Martin Freeman says there are not enough police officers on UK streets.

Martin Freeman

Martin Freeman

The 47-year-old actor plays a real-life former officer, Detective Superintendent Stephen Fulcher, who quit the force in 2014 after being disciplined for gross misconduct for breaching police protocol to catch killer Christopher Halliwell, in 'A Confession'.

Fulcher arrested Halliwell in 2011 for the murder of Sian O'Callaghan and also got him to confess to killing Becky Godden years earlier and Martin believes Fulcher was unfairly treated.

He told the Daily Mirror newspaper: "It's one of those things where you go, 'I can't believe that. He's been properly done there'. And not only has he been done, but it's someone who you really do want working for us.

"There aren't enough police on the ground. You're going to get rid of good ones as well? It's a very dodgy road to go down, I think, for us as a society."

Martin previously insisted he wasn't nervous about the potential controversies in telling the story of Detective Superintendent Fulcher and he thinks Jeff Pope's six part ITV true crime drama has found "a very human way" of dealing with things.

He said: "I think sometimes I've been wrong not to feel that [wariness], in the past.
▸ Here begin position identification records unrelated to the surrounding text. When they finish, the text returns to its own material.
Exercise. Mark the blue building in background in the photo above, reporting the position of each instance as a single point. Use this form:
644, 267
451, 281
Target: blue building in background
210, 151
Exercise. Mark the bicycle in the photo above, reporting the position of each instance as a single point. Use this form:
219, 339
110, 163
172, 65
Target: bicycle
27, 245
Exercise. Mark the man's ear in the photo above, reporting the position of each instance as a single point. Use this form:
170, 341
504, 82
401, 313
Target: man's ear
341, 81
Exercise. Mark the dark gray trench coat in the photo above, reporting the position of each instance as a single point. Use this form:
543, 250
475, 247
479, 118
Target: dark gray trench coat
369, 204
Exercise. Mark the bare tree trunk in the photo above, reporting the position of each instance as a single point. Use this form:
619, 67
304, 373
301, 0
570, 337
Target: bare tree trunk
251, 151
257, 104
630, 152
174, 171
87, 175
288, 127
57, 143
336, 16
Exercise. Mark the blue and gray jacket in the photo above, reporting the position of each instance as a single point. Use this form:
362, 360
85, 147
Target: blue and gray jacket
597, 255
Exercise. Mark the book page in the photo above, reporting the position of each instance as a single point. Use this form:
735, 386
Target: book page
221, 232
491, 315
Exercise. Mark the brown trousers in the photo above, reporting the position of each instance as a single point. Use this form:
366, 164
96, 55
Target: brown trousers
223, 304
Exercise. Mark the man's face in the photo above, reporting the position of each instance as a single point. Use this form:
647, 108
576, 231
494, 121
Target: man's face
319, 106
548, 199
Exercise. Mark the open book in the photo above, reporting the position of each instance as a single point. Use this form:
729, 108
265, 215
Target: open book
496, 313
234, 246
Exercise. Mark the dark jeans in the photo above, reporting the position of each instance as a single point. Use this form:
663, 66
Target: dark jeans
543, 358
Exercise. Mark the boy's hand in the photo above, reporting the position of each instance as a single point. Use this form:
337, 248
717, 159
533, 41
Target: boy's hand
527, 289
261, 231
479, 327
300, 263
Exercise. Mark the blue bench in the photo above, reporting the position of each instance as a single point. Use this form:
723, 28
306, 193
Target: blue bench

I've taken decisions in my professional life where, in hindsight - not many, but occasionally in hindsight - where I probably should have thought of that.

"Someone will be offended by this. Some will think we've gone too far, or not far enough. But for me, it's a very human way of telling the story of... well, obviously the tragedy is young women being murdered. That's the real tragedy.

"But beyond that, secondary to that, is the tragedy that Steve Fulcher and his family went through. He was a man trying to do the right thing, and he paid a very, very high price for it."

DI Fulcher resigned after failing to caution Halliwell and interrogating him without legal representation present, and although these actions compromised the subsequent court case, the confession did mean the killer was jailed for the murders of Becky and Sian.

Martin added: "My sympathy and my empathy is certainly with Steve Fulcher, let's put it that way, and not just because I've played him. I don't know how anyone could say he did the wrong thing, morally.

"I'm also somebody who believes passionately that police have to be accountable. Of course they do. But still, morally, I'd much rather coppers like him were out there."